The number of directors which constitute the whole Board of
Directors of the Corporation shall be fixed exclusively by one or
more resolution adopted from time to time by the Board of
Directors. The Board of Directors shall be divided into three
classes designated as Class I, Class II, and Class III,
respectively. Directors shall be assigned to each class in
accordance with a resolution or resolutions adopted by the Board
of Directors. At the first annual meeting of stockholders
following the date hereof, the term of office of the Class I
directors shall expire and Class I directors shall be elected for
a full term of three years. At the second annual meeting of
stockholders following the date hereof, the term of office of the
Class II directors shall expire and Class II directors shall be
elected for a full term of three years. At the third annual
meeting of stockholders following the date hereof, the term of
office of the Class III directors shall expire and Class III
directors shall be elected for a full term of three years.
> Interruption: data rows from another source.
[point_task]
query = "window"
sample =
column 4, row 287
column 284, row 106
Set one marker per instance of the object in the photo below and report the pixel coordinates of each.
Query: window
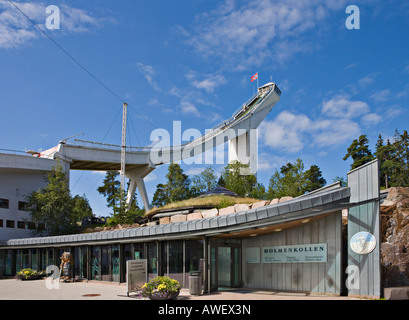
column 10, row 224
column 23, row 206
column 4, row 203
column 31, row 225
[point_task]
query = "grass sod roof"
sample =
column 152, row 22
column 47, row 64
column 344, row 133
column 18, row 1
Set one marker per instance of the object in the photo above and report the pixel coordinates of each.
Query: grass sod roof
column 218, row 202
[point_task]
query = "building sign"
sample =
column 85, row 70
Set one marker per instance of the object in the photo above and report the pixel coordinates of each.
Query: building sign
column 362, row 243
column 136, row 274
column 253, row 255
column 301, row 253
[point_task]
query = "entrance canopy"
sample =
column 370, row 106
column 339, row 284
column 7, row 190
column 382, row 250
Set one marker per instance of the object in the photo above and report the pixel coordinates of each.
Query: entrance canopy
column 328, row 199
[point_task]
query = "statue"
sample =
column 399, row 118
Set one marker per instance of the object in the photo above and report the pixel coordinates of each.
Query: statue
column 65, row 266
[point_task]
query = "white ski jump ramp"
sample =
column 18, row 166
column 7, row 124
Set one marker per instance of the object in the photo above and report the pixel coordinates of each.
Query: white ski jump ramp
column 140, row 161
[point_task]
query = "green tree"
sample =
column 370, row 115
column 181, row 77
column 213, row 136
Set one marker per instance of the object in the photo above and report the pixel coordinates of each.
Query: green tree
column 236, row 181
column 54, row 207
column 400, row 164
column 343, row 181
column 259, row 192
column 203, row 182
column 177, row 187
column 289, row 181
column 81, row 207
column 116, row 200
column 359, row 152
column 386, row 153
column 313, row 179
column 160, row 197
column 110, row 190
column 178, row 183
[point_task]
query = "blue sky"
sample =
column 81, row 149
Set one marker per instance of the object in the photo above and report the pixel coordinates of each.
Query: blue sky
column 191, row 61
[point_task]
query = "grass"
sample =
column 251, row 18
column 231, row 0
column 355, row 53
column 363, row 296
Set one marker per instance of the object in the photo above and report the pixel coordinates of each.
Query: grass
column 215, row 201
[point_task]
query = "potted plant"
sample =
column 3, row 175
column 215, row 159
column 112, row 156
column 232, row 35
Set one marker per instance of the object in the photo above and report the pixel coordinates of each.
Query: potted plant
column 161, row 288
column 29, row 274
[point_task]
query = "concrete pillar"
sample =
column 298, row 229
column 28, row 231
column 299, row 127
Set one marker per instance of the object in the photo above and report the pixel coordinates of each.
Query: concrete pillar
column 135, row 177
column 244, row 148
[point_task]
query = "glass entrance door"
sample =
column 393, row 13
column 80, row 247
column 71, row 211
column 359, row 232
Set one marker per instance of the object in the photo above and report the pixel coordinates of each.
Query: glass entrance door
column 225, row 263
column 224, row 266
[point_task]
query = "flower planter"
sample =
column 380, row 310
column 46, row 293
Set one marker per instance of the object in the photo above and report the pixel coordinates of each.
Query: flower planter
column 162, row 296
column 161, row 288
column 29, row 274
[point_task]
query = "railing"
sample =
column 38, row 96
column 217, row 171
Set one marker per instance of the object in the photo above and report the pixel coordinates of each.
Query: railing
column 17, row 152
column 211, row 133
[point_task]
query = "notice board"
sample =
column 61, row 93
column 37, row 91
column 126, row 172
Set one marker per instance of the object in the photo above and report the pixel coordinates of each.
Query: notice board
column 136, row 274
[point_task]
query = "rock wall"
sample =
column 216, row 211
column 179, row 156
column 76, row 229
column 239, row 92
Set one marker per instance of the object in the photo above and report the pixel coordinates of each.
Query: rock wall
column 395, row 238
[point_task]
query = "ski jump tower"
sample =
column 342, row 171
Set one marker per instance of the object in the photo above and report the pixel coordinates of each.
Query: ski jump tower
column 136, row 163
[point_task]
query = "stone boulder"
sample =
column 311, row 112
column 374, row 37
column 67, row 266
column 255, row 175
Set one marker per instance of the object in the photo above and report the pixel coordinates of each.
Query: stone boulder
column 241, row 207
column 395, row 238
column 194, row 216
column 227, row 210
column 210, row 213
column 259, row 204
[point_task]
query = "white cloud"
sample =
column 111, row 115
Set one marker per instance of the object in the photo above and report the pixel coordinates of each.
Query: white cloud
column 381, row 96
column 148, row 72
column 16, row 30
column 285, row 132
column 249, row 32
column 334, row 132
column 371, row 119
column 208, row 83
column 337, row 124
column 189, row 108
column 342, row 106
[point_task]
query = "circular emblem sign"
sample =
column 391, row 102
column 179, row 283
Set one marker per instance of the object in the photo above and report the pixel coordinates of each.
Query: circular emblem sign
column 362, row 243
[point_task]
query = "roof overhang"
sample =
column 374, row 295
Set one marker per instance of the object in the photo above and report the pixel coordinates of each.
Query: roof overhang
column 265, row 218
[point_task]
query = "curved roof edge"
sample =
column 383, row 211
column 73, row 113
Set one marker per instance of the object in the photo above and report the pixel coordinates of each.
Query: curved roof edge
column 309, row 205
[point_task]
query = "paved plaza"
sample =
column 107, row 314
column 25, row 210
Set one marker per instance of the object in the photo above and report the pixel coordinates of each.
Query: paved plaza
column 12, row 289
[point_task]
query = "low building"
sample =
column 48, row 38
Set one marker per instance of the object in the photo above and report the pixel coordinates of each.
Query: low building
column 20, row 175
column 296, row 245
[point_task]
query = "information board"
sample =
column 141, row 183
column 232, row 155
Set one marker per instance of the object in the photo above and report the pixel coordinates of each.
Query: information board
column 136, row 274
column 302, row 253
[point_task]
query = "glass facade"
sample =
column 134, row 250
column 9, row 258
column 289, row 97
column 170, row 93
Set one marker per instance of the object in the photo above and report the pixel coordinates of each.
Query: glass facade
column 175, row 259
column 152, row 256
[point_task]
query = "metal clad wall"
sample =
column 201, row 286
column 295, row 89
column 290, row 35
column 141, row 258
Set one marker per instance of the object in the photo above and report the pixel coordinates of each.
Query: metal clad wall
column 364, row 186
column 308, row 277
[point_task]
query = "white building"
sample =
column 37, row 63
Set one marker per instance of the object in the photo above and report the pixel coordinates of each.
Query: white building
column 20, row 175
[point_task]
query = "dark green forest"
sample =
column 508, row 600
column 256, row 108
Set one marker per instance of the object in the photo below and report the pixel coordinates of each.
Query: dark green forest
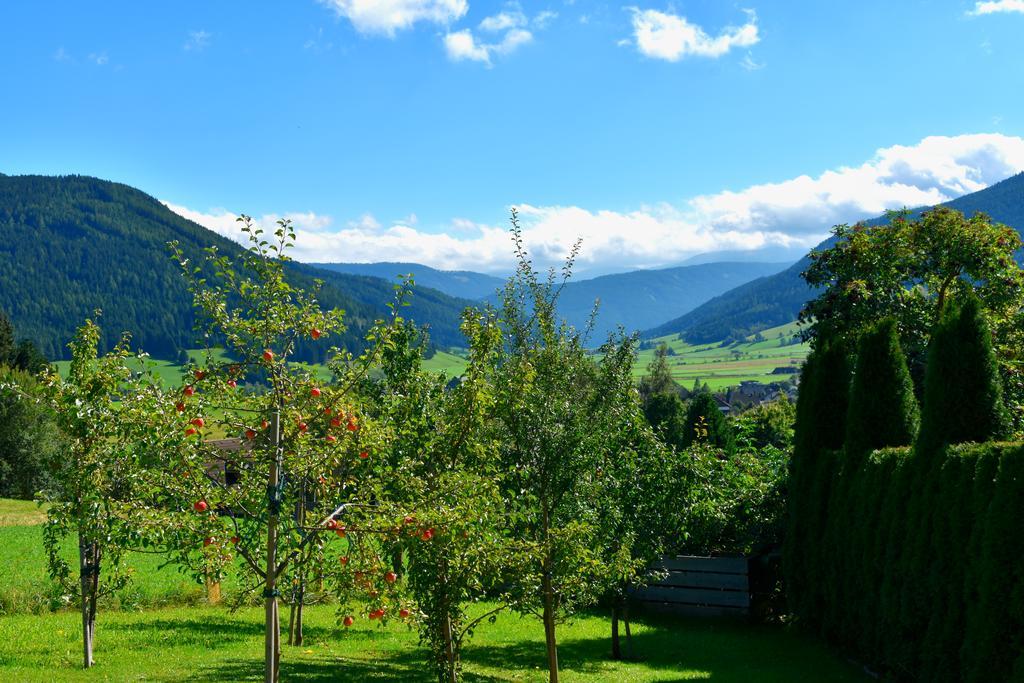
column 74, row 244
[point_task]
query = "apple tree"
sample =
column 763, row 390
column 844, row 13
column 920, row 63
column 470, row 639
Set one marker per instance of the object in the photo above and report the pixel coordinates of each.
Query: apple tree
column 99, row 491
column 282, row 497
column 443, row 470
column 558, row 410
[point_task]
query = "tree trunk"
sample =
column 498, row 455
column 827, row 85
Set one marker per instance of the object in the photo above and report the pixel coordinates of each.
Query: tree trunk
column 629, row 635
column 88, row 572
column 616, row 652
column 299, row 594
column 83, row 575
column 452, row 675
column 549, row 628
column 271, row 639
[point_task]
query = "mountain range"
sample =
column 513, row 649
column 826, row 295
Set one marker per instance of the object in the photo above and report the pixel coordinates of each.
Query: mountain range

At
each succeeding annual meeting of stockholders, directors shall
be elected for a full term of three years to succeed the
directors of the class whose terms expire at such annual meeting.
Vacancies created by newly created directorships, created in
accordance with the Bylaws of this Corporation, may be filled by
the vote of a majority, although less than a quorum, of the
directors then in office, or by a sole remaining director.
ELEVENTH: Meetings of stockholders may be held within or without the State
of Delaware, as the Bylaws may provide. The books of the
Corporation may be kept (subject to any provision contained in
the laws of the State of Delaware) outside of the State of
Delaware at such place or places as may be designated from time
to time by the Board of Directors or in the Bylaws of the
The stockholders of the Corporation may not take any action by
written consent in lieu of a meeting, and must take any actions
at a duly called annual or special meeting of stockholders and
the power of stockholders to consent in writing without a meeting
is specifically denied.
TWELFTH: Advance notice of new business and stockholder nominations for
the election of directors shall be given in the manner and to the
extent provided in the Bylaws of the Corporation.
THIRTEENTH: Notwithstanding any other provisions of this Restated Certificate
of Incorporation or any provision of law which might otherwise
permit a lesser vote or no vote, but in addition to any
affirmative vote of the holders of the capital stock required by
law or this Restated Certificate of Incorporation, the
affirmative vote of the holders of at least two-thirds (2/3) of
the combined voting power of all of the then-outstanding shares
of the Corporation entitled to vote shall be required to alter,
amend or repeal Articles NINTH, TENTH, ELEVENTH or TWELFTH
hereof, or this Article THIRTEENTH, or any provision thereof or
hereof, unless such amendment shall be approved by a majority of
the directors of the Corporation.
FOURTEENTH: The Corporation reserves the right to amend, alter, change or
repeal any provision contained in this Amended and Restated
Certificate of Incorporation, in the manner now or hereafter
prescribed by the laws of the State of Delaware, and all rights
conferred herein are granted subject to this reservation.
(3) This Amended and Restated Certificate of Incorporation has been duly
adopted by the Board of Directors of this Corporation in accordance with
Sections 242 and 245 of the General Corporation Law.
(4) This Amended and Restated Certificate of Incorporation has been duly
approved, in accordance with Section 242 of the General Corporation Law, by vote
of the holders of a majority of the outstanding stock entitled to vote thereon.
IN WITNESS WHEREOF, the undersigned have executed this Amended and Restated
Certificate of Incorporation on this ____ day of February, 1999.